Re: lpfc target renumbering problem

[Date Prev][Date Next][Thread Prev][Thread Next][Date Index][Thread Index]

 



Roger,

First off, the lastest driver for that release is 8.0.16.26 and can be
downloaded from our sourceforge site:
http://sourceforge.net/project/showfiles.php?group_id=103050&package_id=141007
Based on the kernel revision, I am assuming this is a RHEL4-derived
kernel, so be sure to compile with "make OS=RHEL".

The Infortrend box have four SFP-ports which is connected to two
redundant controllers which each have two "channels".
In the Infortrend-box you can configure logical drives (and optionally
logical volumes) which then can be mapped to LUNs on each channel.
Each logical drive can only be assigned to one controller, but in case
of a controller failure, the other controller will take over the logical
drives from the failed controller.
A LUN mapped to a logical drive will have the same WWNN on both
channels, but different WWPN.

Please note - you should not be tracking luns by WWNN and WWPN. These are
target port identifiers, and not lun identifiers.
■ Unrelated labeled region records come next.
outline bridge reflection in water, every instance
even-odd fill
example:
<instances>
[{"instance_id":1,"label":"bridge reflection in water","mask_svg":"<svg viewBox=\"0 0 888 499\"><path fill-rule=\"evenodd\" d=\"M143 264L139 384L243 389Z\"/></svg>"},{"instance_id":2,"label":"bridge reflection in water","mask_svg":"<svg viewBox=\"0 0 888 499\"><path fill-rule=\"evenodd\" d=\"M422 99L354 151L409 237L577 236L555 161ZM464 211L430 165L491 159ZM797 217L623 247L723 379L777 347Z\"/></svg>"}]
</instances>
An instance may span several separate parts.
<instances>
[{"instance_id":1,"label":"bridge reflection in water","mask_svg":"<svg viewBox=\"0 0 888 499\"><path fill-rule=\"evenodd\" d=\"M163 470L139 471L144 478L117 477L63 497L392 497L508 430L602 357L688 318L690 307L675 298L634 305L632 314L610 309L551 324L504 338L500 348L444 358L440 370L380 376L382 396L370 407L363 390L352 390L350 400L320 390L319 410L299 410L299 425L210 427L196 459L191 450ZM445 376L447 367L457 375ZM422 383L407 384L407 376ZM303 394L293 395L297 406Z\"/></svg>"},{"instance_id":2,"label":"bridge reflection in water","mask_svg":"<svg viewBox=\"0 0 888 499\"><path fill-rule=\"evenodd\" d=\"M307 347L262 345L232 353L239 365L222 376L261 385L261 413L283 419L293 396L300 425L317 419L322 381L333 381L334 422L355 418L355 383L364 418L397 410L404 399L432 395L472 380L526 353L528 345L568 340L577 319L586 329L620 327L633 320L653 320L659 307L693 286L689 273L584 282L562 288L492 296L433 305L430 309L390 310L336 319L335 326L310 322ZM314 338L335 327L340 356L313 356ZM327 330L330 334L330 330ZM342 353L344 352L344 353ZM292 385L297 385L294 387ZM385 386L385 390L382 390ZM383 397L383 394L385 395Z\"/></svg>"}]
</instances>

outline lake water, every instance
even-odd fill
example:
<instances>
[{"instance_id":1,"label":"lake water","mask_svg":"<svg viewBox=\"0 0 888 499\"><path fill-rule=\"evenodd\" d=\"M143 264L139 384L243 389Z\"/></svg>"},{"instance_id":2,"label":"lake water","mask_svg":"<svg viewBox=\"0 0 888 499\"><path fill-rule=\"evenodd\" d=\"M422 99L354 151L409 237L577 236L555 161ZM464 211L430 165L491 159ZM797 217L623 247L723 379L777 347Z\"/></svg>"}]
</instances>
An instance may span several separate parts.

The lun should be
tracked via a SCSI-level Inquiry VPD page 0x83 or page 0x80. The community
position is to use udev (and device-mapper on udev) in conjunction with
scsi_id, etc to identify devices independent of their physical pathing.

If the target has a different WWNN/WWPN pair, then it is indeed a different
target and the luns should be seen at a different target id. From a pure
scsi perspective, there is no guarantee nor relationship that says the
scsi device at 1:0:0:0 should be the same scsi device as 1:0:1:0. It's up
to tools that look at SCSI WWN's and/or Serial numbers that provide this
correlation.

Now to my problem:
I was hoping to be able to set up a fault tolerant solution using
multipathing so that if a controller, fabric, fiber-cable or HBA fails,
a filesystem is still accessible on the hosts using device-mapper-multipath.
This works ok if a fabric, fibre-cable or HBA fails, but when a
controller fails all paths become "stale".
This seems to be due to the fact that the lpfc-driver maps the LUNs to
different target numbers after a controller failure, but only if the
disks are "active" (i.e mounted)

Note: The lpfc driver doesn't map luns. We only track targets, which are
uniquely identified via the WWNN/WWPN pair. Luns are things that just happen
to be discovered (by the scsi midlayer) as it scans each target.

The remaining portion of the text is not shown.